Regression’s close cousin, is classification. While with regression we were trying to find a number “Price of the apartment” given the X variables. Classification takes X input variables for a data observation and recognizes this observation as belonging to a specific class. Let us take for instance a health survey where each data observation X is a set of health variables from one specific person X1 is height, X2 Weight, X3 Muscle percentage, X4 gender etc. The output Y is a classification for health status like; underweight, fit, overweight, obese, or morbidly obese. As with regression we build the model with labeled data to train it so when it sees new data from a new person that wasn’t present in the original training data set it can classify this person’s health status based on its input vector {X1,X2,X3..XN}. There are several methods of classification like logistic regression, decision trees, Knn, random forest etc. but those are beyond the scope of this article.

A last word on those methods, they are both supervised learning methods, trained on labeled data sets where the right answer is known beforehand. One of the problems we want to avoid when training this type of model is overfitting.

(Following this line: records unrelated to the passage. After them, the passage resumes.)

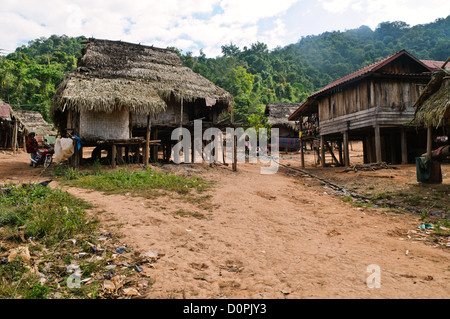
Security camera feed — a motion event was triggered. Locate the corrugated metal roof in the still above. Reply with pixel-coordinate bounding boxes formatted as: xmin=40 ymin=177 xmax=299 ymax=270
xmin=309 ymin=50 xmax=441 ymax=99
xmin=0 ymin=101 xmax=11 ymax=119
xmin=288 ymin=100 xmax=318 ymax=120
xmin=420 ymin=60 xmax=446 ymax=71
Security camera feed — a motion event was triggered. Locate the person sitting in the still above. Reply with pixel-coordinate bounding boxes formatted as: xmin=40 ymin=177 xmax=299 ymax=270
xmin=26 ymin=132 xmax=41 ymax=166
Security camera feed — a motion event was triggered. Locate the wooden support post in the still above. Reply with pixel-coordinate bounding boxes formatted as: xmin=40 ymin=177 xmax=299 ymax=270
xmin=343 ymin=131 xmax=350 ymax=167
xmin=300 ymin=138 xmax=305 ymax=168
xmin=144 ymin=114 xmax=151 ymax=167
xmin=111 ymin=144 xmax=117 ymax=169
xmin=71 ymin=143 xmax=80 ymax=169
xmin=326 ymin=141 xmax=339 ymax=165
xmin=426 ymin=126 xmax=432 ymax=160
xmin=232 ymin=131 xmax=237 ymax=172
xmin=231 ymin=109 xmax=237 ymax=172
xmin=299 ymin=121 xmax=305 ymax=168
xmin=116 ymin=146 xmax=125 ymax=165
xmin=12 ymin=120 xmax=17 ymax=153
xmin=320 ymin=135 xmax=325 ymax=167
xmin=375 ymin=125 xmax=382 ymax=163
xmin=401 ymin=128 xmax=408 ymax=164
xmin=338 ymin=141 xmax=343 ymax=165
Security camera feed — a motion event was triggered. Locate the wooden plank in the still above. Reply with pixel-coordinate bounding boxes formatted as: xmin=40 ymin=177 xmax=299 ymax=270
xmin=319 ymin=106 xmax=416 ymax=136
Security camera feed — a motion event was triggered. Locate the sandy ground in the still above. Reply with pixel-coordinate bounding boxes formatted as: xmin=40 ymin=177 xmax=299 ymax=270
xmin=1 ymin=149 xmax=449 ymax=299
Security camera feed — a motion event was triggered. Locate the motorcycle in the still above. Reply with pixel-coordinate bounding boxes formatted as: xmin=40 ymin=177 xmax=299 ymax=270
xmin=31 ymin=143 xmax=54 ymax=168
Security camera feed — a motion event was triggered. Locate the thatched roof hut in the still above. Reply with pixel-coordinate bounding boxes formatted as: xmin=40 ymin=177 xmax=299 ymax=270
xmin=12 ymin=109 xmax=56 ymax=137
xmin=264 ymin=103 xmax=302 ymax=137
xmin=50 ymin=38 xmax=234 ymax=166
xmin=0 ymin=101 xmax=56 ymax=151
xmin=51 ymin=38 xmax=233 ymax=126
xmin=414 ymin=59 xmax=450 ymax=128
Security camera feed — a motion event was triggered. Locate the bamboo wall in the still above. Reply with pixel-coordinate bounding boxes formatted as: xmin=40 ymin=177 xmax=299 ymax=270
xmin=79 ymin=109 xmax=130 ymax=140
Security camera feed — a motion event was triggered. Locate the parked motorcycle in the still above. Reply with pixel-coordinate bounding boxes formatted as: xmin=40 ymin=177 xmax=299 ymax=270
xmin=31 ymin=144 xmax=54 ymax=168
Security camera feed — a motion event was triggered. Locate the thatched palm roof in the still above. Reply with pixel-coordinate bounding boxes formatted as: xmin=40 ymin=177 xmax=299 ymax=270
xmin=414 ymin=58 xmax=450 ymax=127
xmin=265 ymin=103 xmax=302 ymax=130
xmin=12 ymin=109 xmax=56 ymax=136
xmin=51 ymin=38 xmax=233 ymax=120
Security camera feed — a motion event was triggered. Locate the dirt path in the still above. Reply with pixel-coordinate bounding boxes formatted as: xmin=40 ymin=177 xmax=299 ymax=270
xmin=1 ymin=151 xmax=449 ymax=298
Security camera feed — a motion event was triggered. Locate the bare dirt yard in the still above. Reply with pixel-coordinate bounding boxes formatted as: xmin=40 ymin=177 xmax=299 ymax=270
xmin=1 ymin=148 xmax=449 ymax=299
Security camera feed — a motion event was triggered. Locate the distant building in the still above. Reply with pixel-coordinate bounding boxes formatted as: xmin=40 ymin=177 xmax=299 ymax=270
xmin=0 ymin=100 xmax=56 ymax=152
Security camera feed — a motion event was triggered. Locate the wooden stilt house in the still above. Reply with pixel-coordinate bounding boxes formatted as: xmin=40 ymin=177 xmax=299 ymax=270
xmin=289 ymin=50 xmax=446 ymax=167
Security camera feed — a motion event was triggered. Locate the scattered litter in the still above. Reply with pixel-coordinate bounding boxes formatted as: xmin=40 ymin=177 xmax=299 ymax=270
xmin=103 ymin=280 xmax=115 ymax=291
xmin=8 ymin=246 xmax=31 ymax=263
xmin=117 ymin=247 xmax=131 ymax=254
xmin=141 ymin=250 xmax=158 ymax=258
xmin=123 ymin=287 xmax=140 ymax=296
xmin=281 ymin=289 xmax=292 ymax=295
xmin=418 ymin=223 xmax=434 ymax=230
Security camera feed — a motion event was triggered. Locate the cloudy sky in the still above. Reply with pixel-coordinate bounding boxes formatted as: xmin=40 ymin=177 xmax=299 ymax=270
xmin=1 ymin=0 xmax=449 ymax=57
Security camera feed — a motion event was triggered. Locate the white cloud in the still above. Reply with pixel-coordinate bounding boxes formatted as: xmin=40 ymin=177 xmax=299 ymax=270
xmin=318 ymin=0 xmax=354 ymax=14
xmin=317 ymin=0 xmax=450 ymax=29
xmin=0 ymin=0 xmax=301 ymax=55
xmin=0 ymin=0 xmax=448 ymax=56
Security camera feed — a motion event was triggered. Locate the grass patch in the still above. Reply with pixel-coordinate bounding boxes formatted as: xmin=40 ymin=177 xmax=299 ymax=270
xmin=372 ymin=193 xmax=392 ymax=200
xmin=0 ymin=184 xmax=95 ymax=245
xmin=51 ymin=166 xmax=210 ymax=197
xmin=341 ymin=196 xmax=373 ymax=208
xmin=402 ymin=195 xmax=423 ymax=206
xmin=173 ymin=209 xmax=205 ymax=219
xmin=0 ymin=184 xmax=105 ymax=299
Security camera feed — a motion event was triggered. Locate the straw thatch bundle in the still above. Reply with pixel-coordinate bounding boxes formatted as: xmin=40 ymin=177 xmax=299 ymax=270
xmin=265 ymin=103 xmax=302 ymax=130
xmin=51 ymin=38 xmax=233 ymax=121
xmin=414 ymin=66 xmax=450 ymax=127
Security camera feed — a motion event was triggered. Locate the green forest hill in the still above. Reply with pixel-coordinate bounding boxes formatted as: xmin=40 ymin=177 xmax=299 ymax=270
xmin=1 ymin=15 xmax=449 ymax=127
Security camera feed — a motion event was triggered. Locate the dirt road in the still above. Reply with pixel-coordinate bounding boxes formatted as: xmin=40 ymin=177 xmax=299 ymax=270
xmin=1 ymin=150 xmax=449 ymax=298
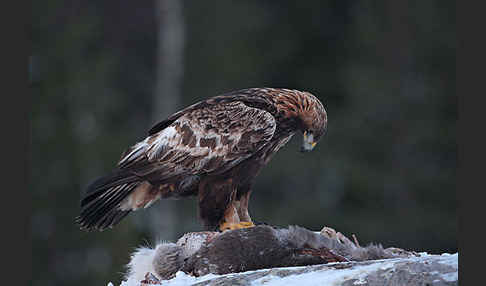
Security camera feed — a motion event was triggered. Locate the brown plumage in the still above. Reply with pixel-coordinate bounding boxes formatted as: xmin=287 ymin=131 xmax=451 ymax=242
xmin=76 ymin=88 xmax=328 ymax=231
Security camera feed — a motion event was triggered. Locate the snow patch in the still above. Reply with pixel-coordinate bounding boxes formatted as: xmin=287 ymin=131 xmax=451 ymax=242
xmin=352 ymin=277 xmax=367 ymax=285
xmin=250 ymin=261 xmax=396 ymax=286
xmin=436 ymin=253 xmax=458 ymax=267
xmin=155 ymin=271 xmax=219 ymax=286
xmin=114 ymin=271 xmax=220 ymax=286
xmin=441 ymin=271 xmax=458 ymax=282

It is when we make the model memorize all the data instead of well, understanding the relationships between the inputs and outputs. We want our models to be smart not just regurgitating what they have learned. A 100% accuracy for a model might be a warning sign of overfitting, to avoid that usually we split the labeled data set in three parts, training data, verification, and validation data. We train the model with the training data set, then verify it’s performance on data it haven’t seen before, this is where the verification and validation data sets are used. Since we already know the correct labels (values in case of regression/classes in case of classification) we have a way to judge the model’s performance.

With Regression and Classification, we are just scratching the surface of machine learning. But I hope you can see the potential of machines being able to predict and classify accurately. Machine learning is the closest thing we have to real magic in modern times.